Now another paper, by Esper et al published in the Journal of Global and Planetary Change, shows that not only was the summers of the MWP equal or greater than our current warmth, but that the summers of the Roman Warm Period of 2000 years ago were significantly warmer than today.
Variability and extremes of northern Scandinavian summer temperatures over the past two millennia
Jan Esper, Ulf Büntgen, Mauri Timonen, David C. Frank
Abstract
Palaeoclimatic evidence revealed synchronous temperature variations among Northern Hemisphere regions over the past millennium. The range of these variations (in degrees Celsius) is, however, largely unknown. We here present a 2000-year summer temperature reconstruction from northern Scandinavia and compare this timeseries with existing proxy records to assess the range of reconstructed temperatures at a regional scale. The new reconstruction is based on 578 maximum latewood density profiles from living and sub-fossil Pinus sylvestris samples from northern Sweden and Finland.
The record provides evidence for substantial warmth during Roman and Medieval times, larger in extent and longer in duration than 20th century warmth.
The first century AD was the warmest 100-year period (+0.60 °C on average relative to the 1951–1980 mean) of the Common Era, more than 1 °C warmer than the coldest 14th century AD (−0.51 °C). The warmest and coldest reconstructed 30-year periods (AD 21–50=+1.05 °C, and AD 1451–80=−1.19 °C) differ by more than 2 °C, and the range between the five warmest and coldest reconstructed summers in the context of the past 2000 years is estimated to exceed 5 °C. Comparison of the new timeseries with five existing tree-ring based reconstructions from northern Scandinavia revealed synchronized climate fluctuations but substantially different absolute temperatures. Level offset among the various reconstructions in extremely cold and warm years (up to 3 °C) and cold and warm 30-year periods (up to 1.5 °C) are in the order of the total temperature variance of each individual reconstruction over the past 1500 to 2000 years. These findings demonstrate our poor understanding of the absolute temperature variance in a region where high-resolution proxy coverage is denser than in any other area of the world.
[…]
Discussion and Conclusions
The MXD-based summer temperature reconstruction presented here sets a new standard in high-resolution palaeoclimatology. The record explains about 60% of the variance of regional temperature data, and is based on more high-precision density series than any
other previous reconstruction. Importantly, MXD sample replication prior to the Little Ice Age, during Medieval times and throughout the first millennium AD, is much better than in any other record, and we demonstrated – based on calibration trials using reduced
datasets – that these early sections of the N-Scan record likely still contain useful climate information. This persistent climate signal allowed an estimation of temperature variability throughout the Common Era, revealing warmth during Roman and Medieval times were larger in extent and longer in duration than 20th century conditions.
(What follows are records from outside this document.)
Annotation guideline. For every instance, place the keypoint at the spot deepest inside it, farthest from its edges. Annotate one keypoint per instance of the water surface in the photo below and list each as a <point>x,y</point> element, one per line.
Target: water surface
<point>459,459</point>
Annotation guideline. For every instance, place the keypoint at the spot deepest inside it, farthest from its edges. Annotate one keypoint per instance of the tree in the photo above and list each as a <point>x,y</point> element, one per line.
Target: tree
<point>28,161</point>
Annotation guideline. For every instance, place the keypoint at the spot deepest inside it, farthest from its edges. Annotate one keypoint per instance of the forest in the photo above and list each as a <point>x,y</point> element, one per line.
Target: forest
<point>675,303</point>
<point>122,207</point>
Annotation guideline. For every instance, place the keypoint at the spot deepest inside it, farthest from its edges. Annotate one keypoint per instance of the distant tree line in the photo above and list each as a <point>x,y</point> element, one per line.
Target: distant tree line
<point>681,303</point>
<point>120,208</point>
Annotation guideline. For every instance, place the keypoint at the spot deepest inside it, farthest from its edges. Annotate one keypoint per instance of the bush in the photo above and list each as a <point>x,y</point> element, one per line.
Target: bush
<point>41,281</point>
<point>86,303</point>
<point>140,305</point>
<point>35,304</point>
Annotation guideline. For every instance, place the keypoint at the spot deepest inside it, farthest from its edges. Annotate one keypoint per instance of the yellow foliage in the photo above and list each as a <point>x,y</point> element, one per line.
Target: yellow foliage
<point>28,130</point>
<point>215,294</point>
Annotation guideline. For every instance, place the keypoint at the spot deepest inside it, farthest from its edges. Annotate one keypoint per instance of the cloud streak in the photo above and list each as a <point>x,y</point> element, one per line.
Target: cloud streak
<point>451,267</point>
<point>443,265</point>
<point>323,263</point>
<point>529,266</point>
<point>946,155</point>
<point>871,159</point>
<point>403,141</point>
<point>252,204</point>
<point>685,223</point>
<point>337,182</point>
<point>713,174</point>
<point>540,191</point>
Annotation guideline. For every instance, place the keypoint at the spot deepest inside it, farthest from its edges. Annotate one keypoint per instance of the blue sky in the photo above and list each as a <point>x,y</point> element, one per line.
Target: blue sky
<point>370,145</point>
According to this new record, summer temperatures varied by 1.1 °C among the 14th and 1st centuries, the coldest and warmest 100-year periods of the past two millennia. Temperatures ranged by more than 5 °C among the five coldest and warmest summers of the past 2000 years. These estimates are, however, related to the approach used for proxy transfer, i.e. figures would change, if the calibration method, period, and/or target were modified (Frank et al.,2010b). For example, variance among the 30 coldest and warmest N-Scan summers (Table 3) increases from 3.92 °C to 5.79 °C, if scaling (i.e. adjustment of the mean and variance) instead of OLS regression is used for proxy transfer. These differences between scaling- and regression-based approaches are proportional to the unexplained variance of the calibration model (Esper et al., 2005), and we suggest
smoothing the proxy and instrumental timeseries prior to calibration, as this procedure decreases the unexplained variance in all Scandinavian tree-ring records and thus minimizes the differences between various calibration methods (Cook et al., 2004).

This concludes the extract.